Okay. Because I first want to tell you that what we did this quarter was to sell land to a developer that will repurpose the land. The land value had gone up, and we moved the capacity or consolidated the capacity in a site. So in that case, capacity has come out of the market. So that's a very -- and it's Western Canada. So there should be no surprise. You need less machining capacities, and so we put it all on one site. For pipe coating, there's 2 elements, right? So one is the equipment itself and the second is the land, right? So the equipment in some cases, there is a market for it in pipe mills, particularly to do anticorrosion. So in some cases, we're not really participating in the marketplace because low-end anticorrosion coating primarily in North America is a low market share for us.

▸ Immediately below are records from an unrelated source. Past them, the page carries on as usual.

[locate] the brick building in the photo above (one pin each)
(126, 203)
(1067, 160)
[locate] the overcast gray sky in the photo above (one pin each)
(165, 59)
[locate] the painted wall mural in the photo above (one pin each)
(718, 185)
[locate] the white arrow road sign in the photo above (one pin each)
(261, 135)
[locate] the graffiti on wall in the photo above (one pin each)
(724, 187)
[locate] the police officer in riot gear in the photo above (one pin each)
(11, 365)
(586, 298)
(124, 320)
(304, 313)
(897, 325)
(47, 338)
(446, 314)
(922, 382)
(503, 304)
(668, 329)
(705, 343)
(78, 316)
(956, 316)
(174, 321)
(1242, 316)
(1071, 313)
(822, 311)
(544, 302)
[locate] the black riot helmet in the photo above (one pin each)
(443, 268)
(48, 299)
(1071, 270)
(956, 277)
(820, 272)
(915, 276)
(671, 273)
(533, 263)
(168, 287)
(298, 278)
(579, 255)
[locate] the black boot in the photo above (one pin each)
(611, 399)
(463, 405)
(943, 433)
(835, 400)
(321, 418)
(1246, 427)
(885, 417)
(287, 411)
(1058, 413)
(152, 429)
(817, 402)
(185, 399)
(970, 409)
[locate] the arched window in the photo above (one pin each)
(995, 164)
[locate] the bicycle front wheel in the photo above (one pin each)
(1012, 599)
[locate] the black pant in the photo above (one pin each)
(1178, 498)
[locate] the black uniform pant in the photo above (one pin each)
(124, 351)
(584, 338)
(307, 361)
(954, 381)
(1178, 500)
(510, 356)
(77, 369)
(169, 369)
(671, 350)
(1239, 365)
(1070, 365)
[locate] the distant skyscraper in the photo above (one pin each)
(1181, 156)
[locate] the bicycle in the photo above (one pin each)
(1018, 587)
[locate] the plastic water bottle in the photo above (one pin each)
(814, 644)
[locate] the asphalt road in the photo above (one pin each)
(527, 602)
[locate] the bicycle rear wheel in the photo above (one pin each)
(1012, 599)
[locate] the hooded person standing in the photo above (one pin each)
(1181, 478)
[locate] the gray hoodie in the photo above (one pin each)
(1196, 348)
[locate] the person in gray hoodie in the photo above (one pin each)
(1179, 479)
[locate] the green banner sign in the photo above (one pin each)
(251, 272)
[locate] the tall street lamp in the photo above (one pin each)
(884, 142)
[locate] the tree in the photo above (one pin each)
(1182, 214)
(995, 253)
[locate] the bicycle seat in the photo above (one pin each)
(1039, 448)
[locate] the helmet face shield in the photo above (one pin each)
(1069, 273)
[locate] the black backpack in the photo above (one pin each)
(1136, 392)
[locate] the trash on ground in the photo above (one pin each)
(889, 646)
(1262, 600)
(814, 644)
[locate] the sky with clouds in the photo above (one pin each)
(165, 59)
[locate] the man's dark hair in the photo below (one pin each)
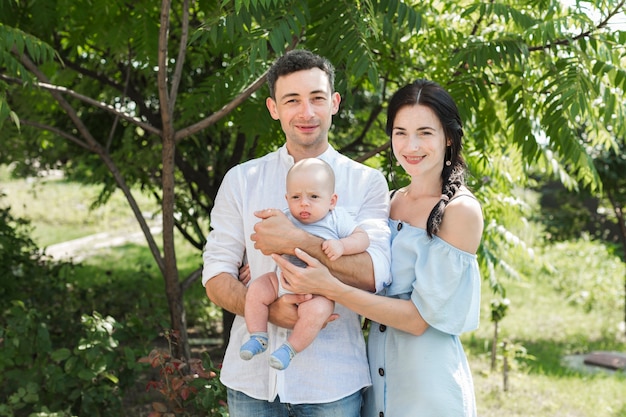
(298, 60)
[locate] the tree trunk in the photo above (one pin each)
(173, 288)
(619, 213)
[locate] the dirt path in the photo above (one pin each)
(82, 248)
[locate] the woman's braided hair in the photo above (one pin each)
(429, 93)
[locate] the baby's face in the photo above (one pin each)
(309, 200)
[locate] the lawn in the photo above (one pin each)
(570, 304)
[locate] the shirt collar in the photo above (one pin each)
(328, 155)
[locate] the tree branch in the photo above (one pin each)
(104, 106)
(581, 35)
(203, 124)
(181, 57)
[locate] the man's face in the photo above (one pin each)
(304, 105)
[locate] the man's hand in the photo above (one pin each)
(275, 233)
(284, 311)
(333, 248)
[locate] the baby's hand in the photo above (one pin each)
(333, 248)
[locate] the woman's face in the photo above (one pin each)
(418, 140)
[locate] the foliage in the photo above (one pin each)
(188, 388)
(54, 357)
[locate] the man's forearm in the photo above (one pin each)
(354, 270)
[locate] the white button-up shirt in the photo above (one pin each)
(335, 364)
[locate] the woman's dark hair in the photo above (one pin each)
(298, 60)
(432, 95)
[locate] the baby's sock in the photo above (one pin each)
(281, 358)
(255, 345)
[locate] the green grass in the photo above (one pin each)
(60, 210)
(572, 303)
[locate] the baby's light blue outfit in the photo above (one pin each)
(427, 375)
(337, 224)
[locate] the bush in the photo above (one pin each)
(55, 359)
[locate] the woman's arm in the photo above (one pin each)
(317, 279)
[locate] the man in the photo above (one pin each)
(327, 378)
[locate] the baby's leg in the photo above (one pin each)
(261, 293)
(312, 316)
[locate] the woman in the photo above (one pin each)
(417, 362)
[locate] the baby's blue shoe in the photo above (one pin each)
(255, 345)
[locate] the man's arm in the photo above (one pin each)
(230, 294)
(276, 234)
(227, 292)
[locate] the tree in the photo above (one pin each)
(169, 97)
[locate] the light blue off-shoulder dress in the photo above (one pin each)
(426, 375)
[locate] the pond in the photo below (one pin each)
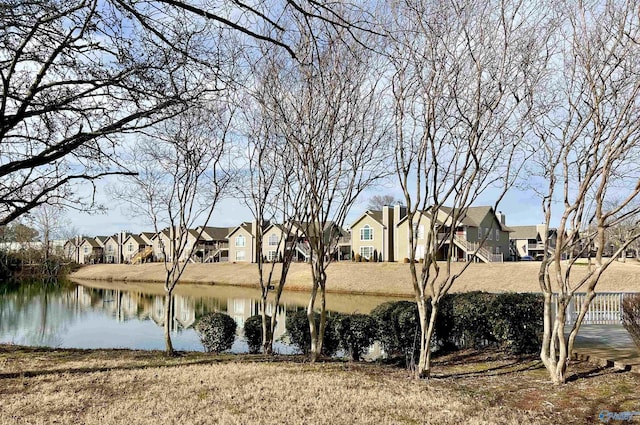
(93, 314)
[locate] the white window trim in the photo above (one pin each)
(372, 250)
(366, 226)
(272, 255)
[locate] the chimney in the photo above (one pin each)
(389, 224)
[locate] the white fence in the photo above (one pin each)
(605, 308)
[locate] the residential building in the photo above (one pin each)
(373, 233)
(480, 235)
(530, 240)
(213, 245)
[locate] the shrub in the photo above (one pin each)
(356, 332)
(516, 321)
(297, 326)
(631, 316)
(470, 316)
(397, 323)
(217, 331)
(253, 332)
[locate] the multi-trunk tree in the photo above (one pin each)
(462, 76)
(328, 111)
(587, 164)
(182, 171)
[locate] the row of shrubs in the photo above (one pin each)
(474, 319)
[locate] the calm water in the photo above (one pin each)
(120, 315)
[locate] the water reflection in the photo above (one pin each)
(131, 316)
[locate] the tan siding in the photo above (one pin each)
(378, 235)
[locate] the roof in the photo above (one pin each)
(473, 216)
(92, 242)
(374, 214)
(216, 233)
(524, 232)
(245, 225)
(137, 239)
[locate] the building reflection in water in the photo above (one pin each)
(42, 315)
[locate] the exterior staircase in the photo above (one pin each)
(142, 255)
(481, 252)
(304, 249)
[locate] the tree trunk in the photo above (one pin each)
(424, 366)
(167, 324)
(312, 323)
(267, 335)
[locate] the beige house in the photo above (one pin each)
(480, 235)
(91, 250)
(530, 240)
(213, 245)
(242, 243)
(136, 250)
(162, 247)
(373, 233)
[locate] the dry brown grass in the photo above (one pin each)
(367, 278)
(119, 386)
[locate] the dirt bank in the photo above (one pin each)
(365, 278)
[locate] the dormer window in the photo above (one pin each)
(366, 233)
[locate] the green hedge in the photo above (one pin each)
(473, 319)
(217, 331)
(253, 332)
(297, 326)
(357, 332)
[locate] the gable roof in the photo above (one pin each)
(473, 217)
(215, 233)
(244, 225)
(524, 232)
(92, 242)
(374, 214)
(137, 239)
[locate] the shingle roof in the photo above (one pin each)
(524, 232)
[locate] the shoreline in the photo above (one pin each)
(378, 279)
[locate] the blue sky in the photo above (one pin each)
(520, 207)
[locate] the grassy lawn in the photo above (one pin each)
(122, 386)
(365, 278)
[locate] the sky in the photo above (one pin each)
(520, 207)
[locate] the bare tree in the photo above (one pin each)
(49, 221)
(181, 175)
(376, 202)
(462, 77)
(329, 113)
(74, 77)
(77, 75)
(588, 156)
(270, 190)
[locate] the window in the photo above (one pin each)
(366, 233)
(418, 231)
(366, 252)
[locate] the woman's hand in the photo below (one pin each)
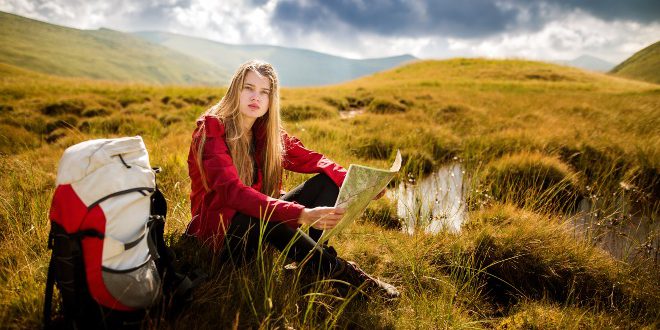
(322, 217)
(381, 193)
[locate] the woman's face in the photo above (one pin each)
(255, 96)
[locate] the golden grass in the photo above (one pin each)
(509, 267)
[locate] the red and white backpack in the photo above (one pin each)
(107, 219)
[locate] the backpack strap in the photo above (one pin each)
(50, 284)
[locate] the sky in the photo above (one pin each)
(540, 30)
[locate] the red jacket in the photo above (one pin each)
(213, 210)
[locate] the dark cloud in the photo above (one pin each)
(644, 11)
(465, 19)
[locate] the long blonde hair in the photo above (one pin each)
(227, 110)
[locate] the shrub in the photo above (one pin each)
(64, 121)
(356, 102)
(517, 254)
(15, 139)
(66, 106)
(383, 213)
(304, 112)
(122, 124)
(417, 162)
(373, 148)
(382, 106)
(340, 104)
(532, 179)
(4, 108)
(95, 112)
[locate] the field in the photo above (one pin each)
(535, 140)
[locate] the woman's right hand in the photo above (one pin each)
(321, 217)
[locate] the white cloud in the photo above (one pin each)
(566, 36)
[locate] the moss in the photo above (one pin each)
(373, 148)
(418, 162)
(66, 106)
(383, 106)
(532, 180)
(15, 139)
(296, 112)
(95, 112)
(383, 213)
(529, 256)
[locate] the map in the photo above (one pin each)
(361, 185)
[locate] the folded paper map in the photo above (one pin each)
(360, 186)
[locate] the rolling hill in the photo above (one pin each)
(643, 65)
(515, 264)
(589, 62)
(98, 54)
(296, 67)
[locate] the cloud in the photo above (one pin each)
(448, 18)
(400, 18)
(560, 29)
(644, 11)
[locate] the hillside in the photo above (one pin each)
(560, 231)
(589, 62)
(99, 54)
(296, 67)
(643, 65)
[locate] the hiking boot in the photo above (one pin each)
(349, 272)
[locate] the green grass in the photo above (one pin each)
(643, 65)
(530, 136)
(98, 54)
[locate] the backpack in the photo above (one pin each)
(109, 259)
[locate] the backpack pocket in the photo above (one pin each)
(137, 287)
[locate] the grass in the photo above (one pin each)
(532, 137)
(643, 65)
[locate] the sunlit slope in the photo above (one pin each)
(296, 67)
(474, 72)
(643, 65)
(99, 54)
(512, 126)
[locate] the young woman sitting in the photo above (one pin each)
(237, 156)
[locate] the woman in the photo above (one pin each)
(236, 158)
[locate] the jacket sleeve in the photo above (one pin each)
(222, 177)
(299, 159)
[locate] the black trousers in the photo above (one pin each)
(242, 240)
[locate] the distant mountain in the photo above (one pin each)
(589, 62)
(643, 65)
(98, 54)
(296, 67)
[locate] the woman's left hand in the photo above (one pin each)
(381, 194)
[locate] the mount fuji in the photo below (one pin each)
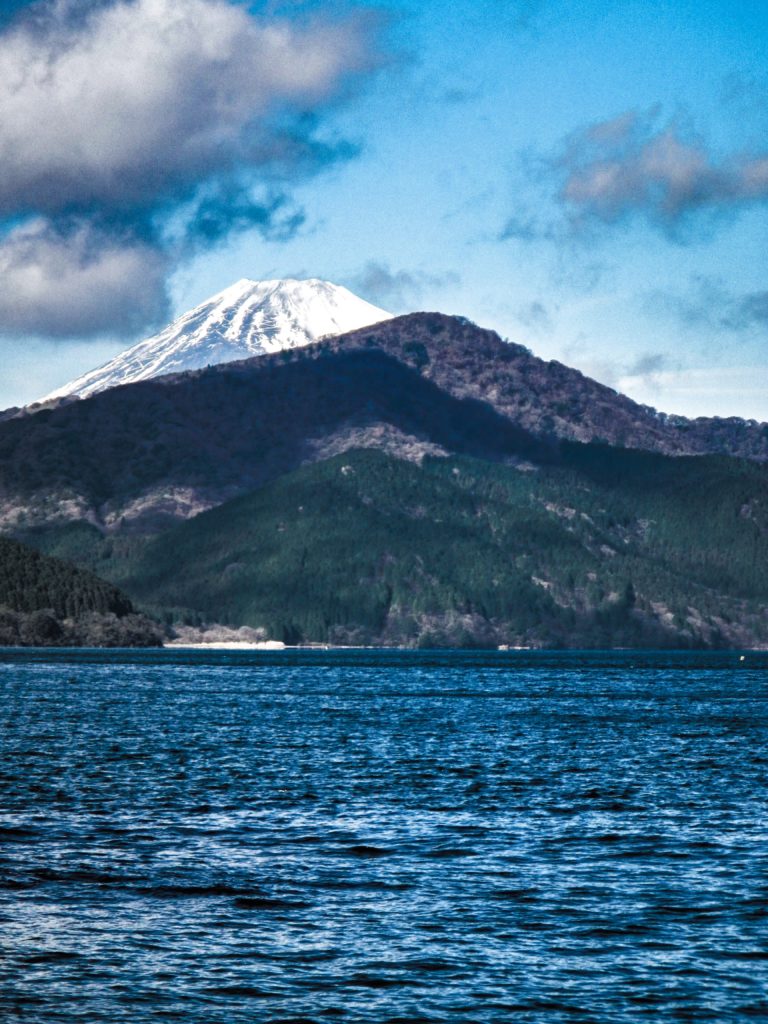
(250, 317)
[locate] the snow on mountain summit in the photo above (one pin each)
(250, 317)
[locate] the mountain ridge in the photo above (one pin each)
(247, 318)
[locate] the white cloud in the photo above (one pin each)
(144, 98)
(738, 391)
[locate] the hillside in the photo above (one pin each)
(48, 602)
(160, 451)
(546, 398)
(250, 317)
(604, 549)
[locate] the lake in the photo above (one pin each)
(383, 837)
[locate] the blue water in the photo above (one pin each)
(383, 838)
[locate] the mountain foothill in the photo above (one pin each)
(415, 480)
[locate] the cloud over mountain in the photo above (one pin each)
(630, 165)
(158, 127)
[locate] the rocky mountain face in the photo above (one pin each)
(167, 449)
(251, 317)
(547, 398)
(417, 481)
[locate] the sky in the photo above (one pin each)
(588, 178)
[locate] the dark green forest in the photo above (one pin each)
(603, 548)
(46, 601)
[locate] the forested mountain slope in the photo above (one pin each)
(45, 601)
(606, 548)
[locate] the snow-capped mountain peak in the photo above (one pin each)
(249, 317)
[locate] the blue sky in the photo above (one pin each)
(588, 178)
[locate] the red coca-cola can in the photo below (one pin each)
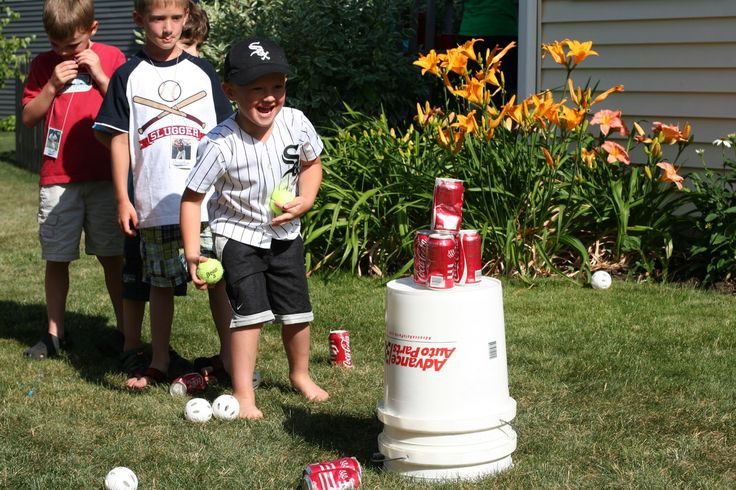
(337, 479)
(421, 244)
(340, 348)
(188, 384)
(447, 204)
(441, 261)
(346, 462)
(469, 263)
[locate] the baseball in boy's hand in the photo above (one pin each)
(210, 271)
(279, 197)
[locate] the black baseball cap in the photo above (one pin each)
(253, 57)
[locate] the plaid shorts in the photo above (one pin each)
(162, 254)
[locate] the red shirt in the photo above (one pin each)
(81, 158)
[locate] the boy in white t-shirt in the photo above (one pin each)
(161, 101)
(264, 146)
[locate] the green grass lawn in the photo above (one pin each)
(632, 387)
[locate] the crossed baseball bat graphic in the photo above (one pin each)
(175, 109)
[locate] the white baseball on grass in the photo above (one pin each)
(198, 410)
(121, 478)
(226, 407)
(600, 280)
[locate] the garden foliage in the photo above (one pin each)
(549, 179)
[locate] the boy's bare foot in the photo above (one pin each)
(309, 389)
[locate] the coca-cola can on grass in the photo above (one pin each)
(421, 245)
(337, 479)
(188, 384)
(441, 261)
(447, 204)
(469, 262)
(340, 348)
(346, 462)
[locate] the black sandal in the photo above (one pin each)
(48, 346)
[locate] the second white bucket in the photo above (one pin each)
(446, 406)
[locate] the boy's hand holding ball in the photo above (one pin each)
(279, 197)
(210, 271)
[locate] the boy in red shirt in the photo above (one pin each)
(64, 89)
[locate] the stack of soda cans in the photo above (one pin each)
(445, 255)
(343, 473)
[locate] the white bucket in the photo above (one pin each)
(446, 406)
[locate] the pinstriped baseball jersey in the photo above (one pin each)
(245, 171)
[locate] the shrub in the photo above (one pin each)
(712, 252)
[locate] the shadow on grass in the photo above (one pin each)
(345, 434)
(27, 322)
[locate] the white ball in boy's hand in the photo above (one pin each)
(198, 410)
(600, 280)
(226, 407)
(121, 478)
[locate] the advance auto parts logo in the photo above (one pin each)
(417, 357)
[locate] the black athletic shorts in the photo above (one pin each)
(266, 285)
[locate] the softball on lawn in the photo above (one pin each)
(600, 280)
(198, 410)
(226, 407)
(121, 478)
(210, 271)
(279, 197)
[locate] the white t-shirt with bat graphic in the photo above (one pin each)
(166, 108)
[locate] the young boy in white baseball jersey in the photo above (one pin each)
(263, 147)
(158, 106)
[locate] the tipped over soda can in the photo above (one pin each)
(340, 348)
(188, 384)
(342, 473)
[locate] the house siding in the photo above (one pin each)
(675, 58)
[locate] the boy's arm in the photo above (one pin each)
(189, 221)
(35, 109)
(310, 179)
(120, 155)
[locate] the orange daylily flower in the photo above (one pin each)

So would it put additional pipe coating capacity into the market? I think in a lot of cases, all it's doing is repositioning it. So it's moving it from what we see is a challenging location, and we can do it someplace else. So we're reducing our capacity and we'll push it into a pipe mill. So that's the equipment. Land, most definitely, you can relate land sales against repurposes to the capacity of pipe storage into the market. So as you've seen, we've sold land and will continue to sell land. Each time you sell land, you remove the amount of stockpiling for pipe into the marketplace. So as we sell land, especially pipe coating land, whether it be offshore-related facilities or land-related facilities, the capacity to store and stage pipe is reduced, but the barrier to entry to store pipe is -- it doesn't cost very much to -- it's in the millions of dollars if you want to restabilize land. So it's not capacity that couldn't come back into the market relatively quickly. Maybe an extension just so everyone is clear is it's not a pressure pumping or an offshore rig story. If you take capacity of anticorrosion out of the market, you can buy that equipment and then sell it and the cost of developing land is quite cheap. So it's not -- you shouldn't see a pricing increase because we take capacity out of the market.

Operator

I am showing no further questions at this time. I would now like to turn the call back over to Mr. Steve Orr, Chief Executive Officer for any further remarks.

S
Stephen M. Orr
President, CEO & Director

Well, I'd like to thank everybody for taking the time for the call, and then joining us this morning. And I look forward to touching base with everybody again after the end of the fourth quarter. Thank you very much.

Operator

Ladies and gentlemen, this concludes today's conference call. Thank you for your participation. You may now disconnect.